L’établissement vient d’accueillir une poignée de nouvelles pensionnaires récalcitrantes, à peine sorties de l’adolescence et peu enclines à devenir des boniches, interprétées par un quatuor de jeunes actrices épatantes. La rousse Corinne (Pauline Briands) est résignée à vivre son destin de fille cadette, sacrifiée au bénéfice de son frère, qui fait des études, alors qu’on la marie contre son gré. Albane (Anamaria Vartolomei) est terrifiée par la découverte de son homosexualité. Annie (Marie Zabukovec), la frondeuse, l’émancipée, est toujours la première à tenir tête à Paulette. Enfin, il y a Yvette (Lily Taïeb), une fille de ferme effacée, timide, naïve, à qui tout est interdit, qui ignorait la signification du mot « orgasme » et l’existence de cette mystérieuse « pilule contraceptive » dont ses copines parlent tout bas. À 18 ans, elles ne rêvent que du grand amour, de rock’n roll, d’aventure… de conquérir le monde ! Ça tombe assez bien : en ce mois de mai 1968, un vent de révolution souffle sur la France, début d’une prise de conscience collective et du mouvement de l’émancipation de la femme.

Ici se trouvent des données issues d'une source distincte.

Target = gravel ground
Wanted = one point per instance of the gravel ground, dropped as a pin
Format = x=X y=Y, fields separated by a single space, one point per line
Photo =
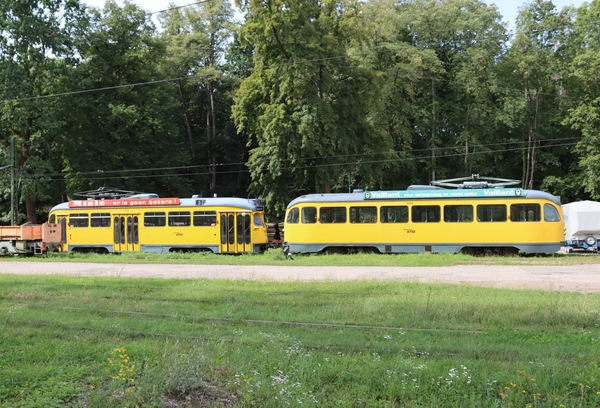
x=581 y=278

Coutumier des drames, le romancier, cinéaste et spécialiste de l’émancipation féminine au grand écran, Martin Provost (Le Ventre de Juliette, Séraphine, Violette, Sage Femme) surfe sur la vague féministe qui souffle depuis l’explosion des mouvements Times Up et @metoo pour poursuivre son exploration de la condition féminine, mais le fait cette fois sous la forme d’une irrésistible comédie de mœurs, jouant avec délectation du décalage entre un monde désuet, aux mentalités étriquées, et nos idées actuelles plus progressistes. La séquence la plus drôle intervient lorsqu’une équipe de télévision s’invite pour filmer un reportage dans l’établissement. L’hilarante Armelle incarne une simili-Denise Fabre amenée à faire preuve de beaucoup de patience lorsque Gilberte se retrouve pétrifiée par la présence de la caméra, perdant tous ses moyens. Une nouvelle démonstration du timing comique impeccable de Yolande Moreau, qui part en vrille dans une improvisation d’anthologie !

La Bonne épouse est un film léger qui traite d’un sujet de société grave, mais vieux comme le monde : l’assujettissement du « sexe faible », ce lavage de cerveau collectif que nos mères, nos sœurs et nos amies connaissent depuis la nuit des temps.